Although there are studies reported on transarterial embolization (TAE) as preoperative measures to devascularize osseous metastases to the spine and extremities, TAE of the humeral metastasis using the radial arterial approach has not been described to our knowledge. The transradial route was appealing in our case due to the proximity of the tumor to access site. Transradial access offers several advantages. For upper extremity interventions, transradial access eliminates the need to traverse the aortic arch with endovascular devices, thus avoiding the risk of embolizing atherosclerotic debris to the cerebral circulation. In addition, vascular complications are lower with radial access than femoral access; in a large randomized trial comparing PCI by radial and femoral artery access, radial access demonstrated significantly lower rates of major vascular complications such as large hematomas and pseudoaneurysms than the femoral access cohort [7]. Furthermore, this study also found that radial artery access was more commonly preferred by patients for subsequent procedures [7].

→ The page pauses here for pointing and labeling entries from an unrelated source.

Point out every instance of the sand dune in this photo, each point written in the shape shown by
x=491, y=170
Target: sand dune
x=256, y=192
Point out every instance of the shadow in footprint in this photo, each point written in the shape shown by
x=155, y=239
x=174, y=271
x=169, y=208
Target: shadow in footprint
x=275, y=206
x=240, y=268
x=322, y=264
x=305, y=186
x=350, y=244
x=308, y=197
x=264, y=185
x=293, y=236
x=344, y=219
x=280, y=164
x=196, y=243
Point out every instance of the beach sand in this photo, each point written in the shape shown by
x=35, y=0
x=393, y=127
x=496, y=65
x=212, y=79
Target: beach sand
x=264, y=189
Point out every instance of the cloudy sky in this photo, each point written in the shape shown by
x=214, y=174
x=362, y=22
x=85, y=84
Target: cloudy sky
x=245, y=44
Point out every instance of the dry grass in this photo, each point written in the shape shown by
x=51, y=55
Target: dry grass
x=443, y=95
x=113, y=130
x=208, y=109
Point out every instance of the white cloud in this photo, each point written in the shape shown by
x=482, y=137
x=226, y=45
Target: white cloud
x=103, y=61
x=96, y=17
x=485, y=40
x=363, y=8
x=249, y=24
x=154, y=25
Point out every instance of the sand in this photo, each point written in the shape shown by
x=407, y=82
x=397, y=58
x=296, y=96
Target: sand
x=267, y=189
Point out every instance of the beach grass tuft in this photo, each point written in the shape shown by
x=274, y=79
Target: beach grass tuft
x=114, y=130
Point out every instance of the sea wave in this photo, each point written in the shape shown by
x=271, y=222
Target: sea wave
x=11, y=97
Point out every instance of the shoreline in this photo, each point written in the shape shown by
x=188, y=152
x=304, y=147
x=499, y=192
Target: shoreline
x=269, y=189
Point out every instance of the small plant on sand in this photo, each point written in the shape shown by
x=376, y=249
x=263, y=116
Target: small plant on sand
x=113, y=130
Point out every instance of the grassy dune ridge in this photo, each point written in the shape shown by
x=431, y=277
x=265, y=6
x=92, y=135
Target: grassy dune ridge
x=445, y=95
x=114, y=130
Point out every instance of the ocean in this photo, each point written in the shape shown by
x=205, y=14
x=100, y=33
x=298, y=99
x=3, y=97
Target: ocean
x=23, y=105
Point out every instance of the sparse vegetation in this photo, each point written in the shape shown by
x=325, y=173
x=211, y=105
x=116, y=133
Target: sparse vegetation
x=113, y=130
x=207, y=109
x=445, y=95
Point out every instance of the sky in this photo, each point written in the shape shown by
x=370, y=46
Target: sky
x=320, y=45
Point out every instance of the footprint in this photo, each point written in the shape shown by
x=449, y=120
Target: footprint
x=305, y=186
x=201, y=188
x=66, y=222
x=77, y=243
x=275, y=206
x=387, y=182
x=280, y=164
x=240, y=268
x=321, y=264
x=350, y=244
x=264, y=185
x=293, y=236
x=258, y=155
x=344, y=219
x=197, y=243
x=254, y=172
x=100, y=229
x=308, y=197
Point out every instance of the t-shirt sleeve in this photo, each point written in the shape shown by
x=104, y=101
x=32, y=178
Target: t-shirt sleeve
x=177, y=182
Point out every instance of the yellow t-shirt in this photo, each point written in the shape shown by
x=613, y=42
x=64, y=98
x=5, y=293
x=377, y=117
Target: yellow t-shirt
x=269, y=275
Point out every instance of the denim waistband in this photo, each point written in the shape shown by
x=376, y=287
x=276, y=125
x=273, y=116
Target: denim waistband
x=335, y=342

Notably, there are limitations with transradial arterial access. First, Kiemenei et al [8] reported that target site cannulation failure was more likely to occur with transradial and transbrachial access due to inability to puncture artery, smaller arterial lumen, or radial artery spasm (failure rate of 4.6% in transradial group, 0.3% in transfemoral group). If one failed to cannulate the distal radial artery, selection of a different artery may be more appropriate since the proximal part of the radial artery takes a deeper course and hemostasis may be more difficult to achieve. To reduce vasospasm associated with the radial artery approach, intra-arterial administration of nitroglycerin, calcium channel blockers, or xylocaine can be considered. And although the overall rate of major vascular complication was shown to be lower in radial artery access than femoral artery access patients for PCI, complications can still occur (such as large hematoma, pseudoaneurysm, and rarely ischemic limb requiring surgery) [7]. Experience and expertise may also play a factor, as centers performing higher numbers of radial procedures seemed to demonstrate better outcomes (whereas the converse was not found for femoral access) [7].

Conclusions

In summary, we present a successful report of the use of transradial access for preoperative embolization of a hypervascular humeral RCC metastasis. TAE should be considered preoperatively for primary or secondary hypervascular bone tumors as palliative measures in inoperable cases and to reduce heavy intraoperative blood loss in appropriate surgical candidates. Our case report demonstrates that transradial approach TAE can be safely performed for upper extremity lesions in patients with normal modified Allen tests [3] and may provide advantages of reduced access site complications, increased patient comfort, and easier achievement of postprocedural hemostasis.